I don't know that I would consider this an answer so much as a reflection and suggestion about how to approach this idea in Japanese. (If the moderators feel this is unsuitable as an answer, then please let me know, I will remove it.)
As I mentioned in a comment to your post, "to be someone's person" is a highly idiomatic phrase made popular to some extent by--perhaps even coined in--Shonda Rhimes' Grey's Anatomy.
"My person" is the person I can rely upon in a crunch or a crisis; it's the person who will be there no matter what happens, no questions asked, no judgment. It's certainly not synonymous with "best friend" or even "BFF"; neither really do "soul mate" and "kindred spirit" capture this feel either. I mention these other notions of friendship since they have been around a while and can probably be reasonably translated into Japanese (though off the top of my head right now, I don't how best to translate these concepts either).
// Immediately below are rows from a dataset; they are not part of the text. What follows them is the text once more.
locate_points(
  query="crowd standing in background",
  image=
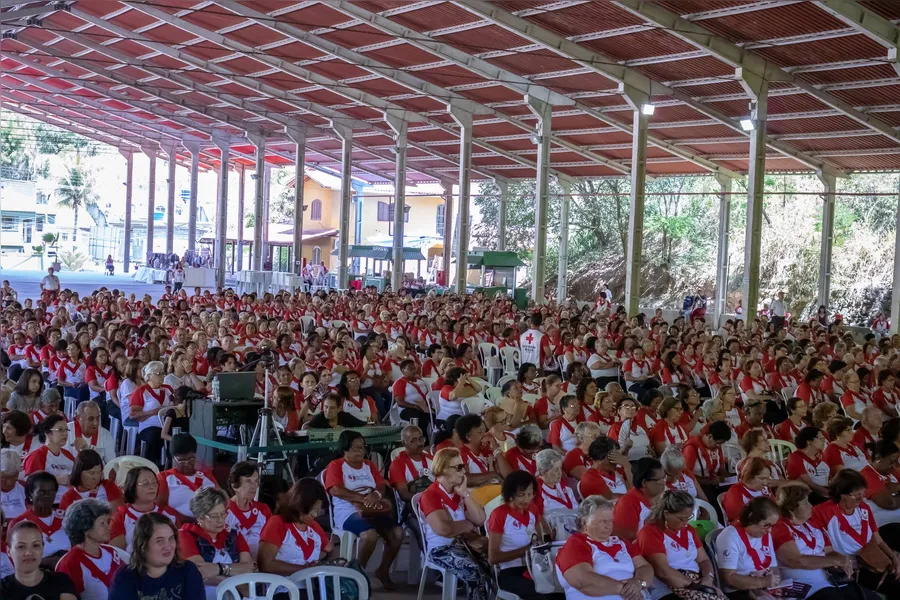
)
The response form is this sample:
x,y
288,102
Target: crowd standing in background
x,y
513,420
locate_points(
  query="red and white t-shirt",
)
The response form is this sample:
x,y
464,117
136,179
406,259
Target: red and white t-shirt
x,y
91,575
298,543
340,473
In my comment, I mused about capturing this notion through the idea of a bodhisattva, 菩薩{ぼさつ}. But, almost from the moment I made that comment, I felt it missed the mark. It seems to me that in English, in circles where folks understand the concept of a bodhisattva, we use the word much more casually than Japanese perhaps do 菩薩. (I certainly welcome feedback on this point.) 菩薩 somehow, to me at least, has a more technical or stiff or formal feel about it; whereas in English, bodhisattva has a much easier feel to it. But even with that said, bodhisattva doesn't exactly capture the feel of my person either.
I don't think you're going to find a good single expression in Japanese to capture this. I would recommend that you identify for yourself the quality of your person which best captures this feeling and express that instead.